Peter Crüger (1580-1639). Mathématicien, poète et prognosticateur à Gdańsk. Il était professeur au gymnasium et mentor de Johannes Hevelius. Il a entretenu une correspondance avec le jeune Hevelius pendant ses voyages en Europe et a inspiré son intérêt pour l’astronomie et la gravure. La bibliothèque possède les seules lettres existantes échangées entre Crüger et Hevelius.

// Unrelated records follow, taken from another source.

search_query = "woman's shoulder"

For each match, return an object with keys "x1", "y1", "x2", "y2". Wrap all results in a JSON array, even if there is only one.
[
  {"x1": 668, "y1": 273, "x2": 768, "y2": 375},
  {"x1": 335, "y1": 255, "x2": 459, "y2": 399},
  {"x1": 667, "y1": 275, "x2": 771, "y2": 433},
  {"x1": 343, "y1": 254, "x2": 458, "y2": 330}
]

- An den Achtbaren und wolgelahrten Herren M. Paulum Nagelium Weitberühmten Theologastronomum Cabalapocalypticum in Meissen/ ein Sendbrieff M. Petri Crügeri, der Stadt Danßigk Mathematici —Imprimé par Andreas Hünefeld à Gdańsk en 1621. Souvent appelé le Sendbrieff.
Jean-Dominique Cassini (1625-1712).
- Theoriae motvs cometae anni MDCLXIV pars prima ea præferens, quæ ex primis obseruationibus ad futurorum motuum prænotionem deduci potuere, cum noua inuestigationis methodo, tum in eodem, tvm in comete novissimo anni MDCLXV ad praxim reuocata —Imprimé par Fabio Falco à Rome en 1665.
Bien que ce document ne soit pas très rare (la bibliothèque elle-même en possède deux exemplaires), c’est l’ex-libris manuscrit de 1673 de Johannes Hevelius qui rend le volume unique.
Gerolamo Cardano (1501-1576). Mathématicien, physicien, philosophe et astrologue.
- Hieronymi Cardani, In Cl. Ptolemaei de Astrorvm ivdiciis avt (vt vvlgo appellant) Qvadripartitae constructionis lib. IIII commentaria, ab avtore postremùm castigata et locupletata. His accesservnt eivsdem Cardani, de septem erraticarvm stellarvm qualitatibus atq[ue] uiribus liber posthumus antè non uisus, Genitvrarvm item XII. ad hanc scientiam rectè exercendam obseruatu utilium, exempla...—Imprimé à Bâle par Heinrich Petri en 1578. Le livre contient une courte description de l’horloge de Strasbourg et une traduction latine du Quadripartium de Ptolémée.
La bibliothèque possède deux exemplaires de ce livre. Les deux ont été reliés par le Dépôt de la Marine, mais l’un porte aussi trois ex-libris manuscrits du 17e siècle dont celui de Lorenz Eichstaedt (1596-1660), mathématicien, astronome et médecin à Stettin (Szczecin), Lübeck et Gdańsk.
Recueil relié par Jacques-Auguste de Thou (1553-1617) , comprenant des oeuvres de : Petrus Apianus (1495-1551), mathématicien et astronome, connu pour son travail en cartographie et ses observations de la Lune pour déterminer les longitudes ; Georg von Peurbach (1423-1461) connu pour son travail sur Ptolémée, pionnier de la révolution képlérienne et copernicienne ; Francisco Sarzosa (….-1556). Mathématicien et astronome, originaire de Cella, Espagne.
- Instrumentum Sinuum, seu primi mobilis, nuper à Petro Apiano inventum, nunc autem ab eodem diligenter recognitum & locupletatum …—Imprimé à Nuremberg par Johann Petreius en 1541.
- Introductio geographica Petri Apiani in doctissimas Verneri annotationes, …—Imprimé à Ingolstadt, sans mention de l’imprimeur.
- Tractatus Georgii Peurbachii super propositiones Ptolemæi de sinubus & chordis …—Imprimé à Nuremberg par Johann Petreius en 1541.
- Novus commentarius in aequatorem planetarum…—Imprimé à Paris par Denis Cotinet et vendu par Barthélemy Macé, libraire, 1590. Il s’agit d’une édition posthume du traité publié par Francisco Sarzosa en 1526.
[1] A la fin de cet article sont données à titre d’exemple les notices des ouvrages particuliers qui sont cités au fil du texte.
[2] Notons que si la Bibliothèque reçoit aujourd’hui encore des ouvrages non livres, désignés comme « brochures », ceux-ci ne sont plus désormais constitués en recueils reliés.